Most people go to the doctor to get well – not to get sexually harassed. But a recent study found that sexual harassment by the medical profession does occur. The decade of 2003-2013 had reports of over 1,000 counts of sexual harassment, many of which were repeat offenses. The U.S. Physicians Report states that a little over 87% of victims were female, and lie in the age group of 20-39. Of the 1,000 reports, about a fourth of offenders received no punishment.

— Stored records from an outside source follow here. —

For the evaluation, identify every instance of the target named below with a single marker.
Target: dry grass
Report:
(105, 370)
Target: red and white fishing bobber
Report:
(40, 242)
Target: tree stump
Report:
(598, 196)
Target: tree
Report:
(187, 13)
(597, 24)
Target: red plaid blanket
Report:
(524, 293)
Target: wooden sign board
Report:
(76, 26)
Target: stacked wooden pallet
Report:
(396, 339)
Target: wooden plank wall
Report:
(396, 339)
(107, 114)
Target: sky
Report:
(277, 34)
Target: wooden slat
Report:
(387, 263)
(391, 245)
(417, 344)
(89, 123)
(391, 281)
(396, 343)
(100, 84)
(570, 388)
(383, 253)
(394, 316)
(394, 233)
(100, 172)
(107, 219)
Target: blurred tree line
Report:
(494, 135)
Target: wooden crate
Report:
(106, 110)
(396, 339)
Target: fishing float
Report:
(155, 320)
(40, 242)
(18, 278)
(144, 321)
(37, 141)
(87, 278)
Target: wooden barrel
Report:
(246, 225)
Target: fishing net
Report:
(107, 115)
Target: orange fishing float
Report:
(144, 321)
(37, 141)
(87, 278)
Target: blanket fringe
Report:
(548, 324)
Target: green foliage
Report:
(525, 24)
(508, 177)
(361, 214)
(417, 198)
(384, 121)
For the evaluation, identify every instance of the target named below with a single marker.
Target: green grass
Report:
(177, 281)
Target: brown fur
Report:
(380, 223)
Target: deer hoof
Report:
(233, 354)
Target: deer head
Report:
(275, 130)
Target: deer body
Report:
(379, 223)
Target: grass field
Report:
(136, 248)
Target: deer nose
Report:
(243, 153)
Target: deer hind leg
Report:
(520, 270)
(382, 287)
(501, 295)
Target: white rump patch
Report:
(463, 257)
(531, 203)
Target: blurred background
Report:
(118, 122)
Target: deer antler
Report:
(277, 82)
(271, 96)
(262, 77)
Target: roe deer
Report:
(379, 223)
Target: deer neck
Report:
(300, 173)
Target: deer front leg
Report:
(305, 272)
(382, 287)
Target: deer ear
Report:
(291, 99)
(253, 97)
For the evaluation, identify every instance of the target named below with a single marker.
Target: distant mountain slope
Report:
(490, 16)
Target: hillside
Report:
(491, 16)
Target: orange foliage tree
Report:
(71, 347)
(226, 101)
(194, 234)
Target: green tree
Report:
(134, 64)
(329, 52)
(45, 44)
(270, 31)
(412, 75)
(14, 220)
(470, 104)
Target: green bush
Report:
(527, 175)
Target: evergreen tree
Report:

Medical malpractice and sexual misconduct/harassment are underreported because of the victim backlash, dismissal, or overall mishandling of the situation. The National Practitioner Data Bank reports that in Texas that just one physician has 22 medical malpractice suits leading in payouts, but has had no sanctions brought against him. He is by no means the only physician with many suits filed against him. They also found that 6,000 physicians in the U.S. have had disciplinary actions, but no medical board action whatsoever. In regards to sexual harassment, 12.9% of the physicians with sexual misconduct related reports were repeat offenders, with the numbers showing the habitual nature of sex crimes. With no sanctions brought against many of these repeat offenders, they are free to continue.
The studies noted that some states are better than others but listed Nevada, Indiana, Pennsylvania, and Tennessee as having the worst records. While medical malpractice is a severe issue, sexual misconduct should be treated even more stringently-not less. Unlike medical malpractice, sexual harassment and misconduct is intentional, and is in no way accidental.